There’s too much happening to file. 12 Years A Slave begins in 50 minutes. My video files of the Redford-Chandor interview are still converting to mp4 so I have to leave the computer at the inn. A possible interview with Blue Is The Warmest Color girls might happen around 10 or 10:30 tonight…maybe. I’ll just have to file stuff late.

Slow On Lost Pickup

I’m enraged…okay, irked to hear that people at yesterday’s screening of J.C. Chandor‘s incontestably brilliant All is Lost were giving it three stars out of five. Or were going “yeah, pretty good but not amazing” or words to that effect. “I think some people just weren’t prepared for it,” a cinematographer friend told me last night. She means they were a bit thrown by the almost total lack of dialogue and the fact that it’s all Redford, all the time — i.e., no other characters. There hasn’t been a more or less dialogue-free film that has delivered this effectively in I don’t how long. (The Artist doesn’t count — different animal.). Trust me, All Is Lost is not falling short at the Telluride Film Festival — it’s the audiences. But what can you do? You can’t get out the stick and order people to be more perceptive. Their aesthetic dispositions are their own affair. They either get what they’re seeing or they don’t.

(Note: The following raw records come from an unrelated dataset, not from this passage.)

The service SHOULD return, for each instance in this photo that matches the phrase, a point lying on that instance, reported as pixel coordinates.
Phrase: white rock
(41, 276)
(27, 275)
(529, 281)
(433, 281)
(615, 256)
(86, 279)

Some Get Stoned, Some Get Strange

Film buffs who go to festivals like Telluride have been more or less trained like poodles to sit up on their hind legs and go “yap! yap!” whenever a new Coppola comes along and makes a film. Gia Coppola, director-writer of the occasionally irksome but mostly decent Palo Alto, is the latest recipient of this largesse. My attitude is that talented filmmakers deserve respect and allegiance, even if their paths have been paved by family connections. And it has to be acknowledged that The Latest Coppola has delivered a pretty good film here. Or at least one that I felt more or less okay with when it ended.

I talked things over with three or four colleagues after it ended, and we were mostly agreed with Gia Coppola shouldn’t be penalized for being the granddaughter of Francis because her work is certainly above-average.

Based on producer and costar James Franco’s same-titled short story collection, it’s basically about a demimonde of Northern California teens revelling in vacant nihilism and coping with the tug of nascent adulthood. In that sense it sometimes feels boring as shit because most teenagers — hello? — are boring as shit to hang with. I knew that when I was 17 even and I really know that now. Teenage males, in particular. All but worthless, not into anything, hormonal dogs, booze-swilling, to some extent self-destructive…go away and come back when you’re 29 or 30.